The Department of Chemistry, located in the Chemistry Building, is one of eight departments/divisions/schools in the College of Sciences and Mathematics. The department offers a Bachelor of Science degree in chemistry or biochemistry, and a Master of Science degree. Preprofessional students (pre-medical, pre-dental, pre-pharmacy, etc...) are encouraged to major in Biology, Chemistry, or Biochemistry but are not required to do so.
The Department of Chemistry is accredited by the American Chemical Society. We currently have 60-80 majors and 30-35 minors enrolled in our classes per semester. The small size of the classes ensures students personal interaction with their professors. The Department of Chemistry has ten faculty members who represent the various basic disciplines of chemistry.
Some financial support is available for qualified students. At the undergraduate level, a student can qualify for up to a $550 scholarship each semester and a $900 scholarship each summer term. Textbook scholarships are available to freshman students who have declared chemistry as their major. The scholarships are provided by the department from funds made available from the Welch Foundation of Houston. Graduate teaching and research fellowships are available for qualified students.
As a student at SFA, you will be trained in the modern techniques in chemistry including atomic absorption, infrared, UV-Visible, Raman, X-ray, nuclear magnetic resonance, polarography, gas chromatography, vacuum line techniques, radiochemistry, organic synthesis, and the various advanced techniques in biochemistry such as recombinant DNA methods, protein insolation/purification, enzymology and the methods utilized in biophysical chemistry.
Majors & Minors
As a student majoring in chemistry, you may choose between a Bachelor of Science degree in chemistry or biochemistry. For the Master of Science degree, may choose between a 36-hour non-thesis degree or a 30-hour thesis degree. A minor in chemistry consists of at least 18 hours of chemistry with six advanced hours. Research opportunities are available in analytical, biochemistry, environmental, inorganic, organic and physical chemistry.
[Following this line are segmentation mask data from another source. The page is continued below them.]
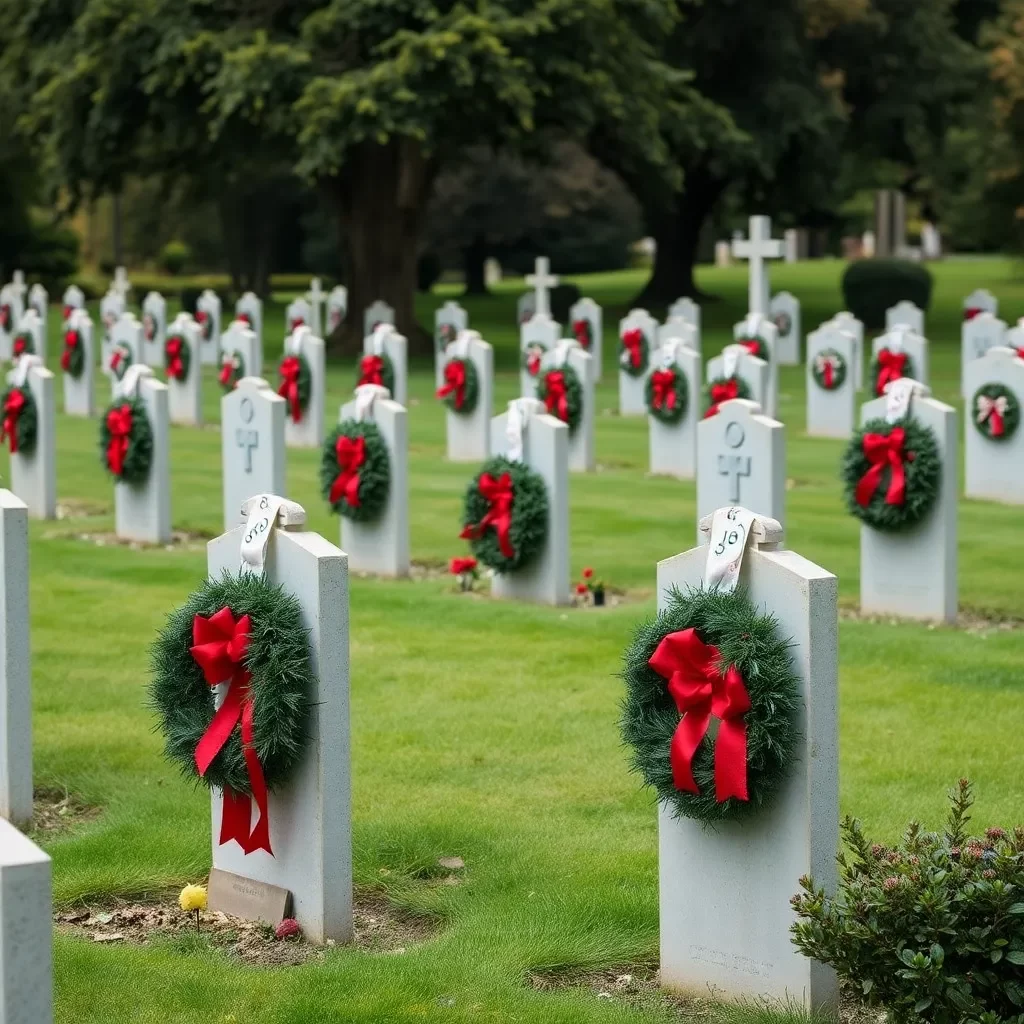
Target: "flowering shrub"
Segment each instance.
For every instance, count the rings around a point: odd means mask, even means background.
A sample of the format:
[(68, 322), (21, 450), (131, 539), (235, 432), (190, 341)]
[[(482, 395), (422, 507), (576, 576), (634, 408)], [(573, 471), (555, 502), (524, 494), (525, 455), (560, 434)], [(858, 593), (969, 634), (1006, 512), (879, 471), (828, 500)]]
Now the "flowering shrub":
[(896, 1024), (1024, 1024), (1024, 827), (970, 836), (966, 779), (950, 801), (944, 834), (892, 847), (846, 819), (838, 892), (800, 880), (793, 941)]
All students must complete a major and a minor (or second major), take the appropriate core curriculum requirements, and have at least 120 semester hours for graduation. Chemistry majors may design an interdisciplinary educational experience by selecting one of the suggested areas of interest or design their own with the approval of an adviser: biochemistry/premedical, biotechnology, chemical education, computer science, environmental chemistry, forensic, general chemist, mathematics, physics, professional chemist, statistics. The chemistry degree is designed to be flexible allowing you to design a degree program that is appropriate for your career goals. The chemistry degree has 23 hours of electives, which gives you the opportunity to select the courses best suited for your career. Biochemistry majors are required to minor in biology.
Each interdisciplinary experience has 23 hours of minor/electives in any area of interest leading to a minor (or second major) of which 11 hours must be approved advanced hours (six advanced hours in minor is required). An American Chemical Society certified B.S. degree requires additional courses (which includes a supervised research project) beyond the chemistry core.
The Department of Chemistry provides training for teacher certification in science education.
Through several new programs, the department is one of the best equipped departments in the region for a school of its size. This provides a unique opportunity to gain hands-on experience with a wider variety of instruments than can be found at most other schools. Our graduates have greatly benefited from this background, both in the job market and in graduate schools. The majority of our undergraduate majors and minors become involved in various research projects. Students gain a greater insight into what chemists really do, which is an experience that cannot be gained any other way. Undergraduate research can be pursued in the following areas: the mechanism of electron transport in the cytochromes, electron transport in photosynthesis, fluorescent energy transfer in proteins involved in muscle contraction, and the analytical methodologies of enzyme analysis in transgenic mice. In addition, basic materials research is ongoing in the study of oxidation states of iron, various organometallic complexes, X-ray crystallography, and the physical and chemical properties of clays.
The Department of Chemistry at SFA maintains an active chemistry club, which is affiliated with the American Chemical Society. The department is affiliated with Gamma Sigma Epsilon, a national chemistry honor society.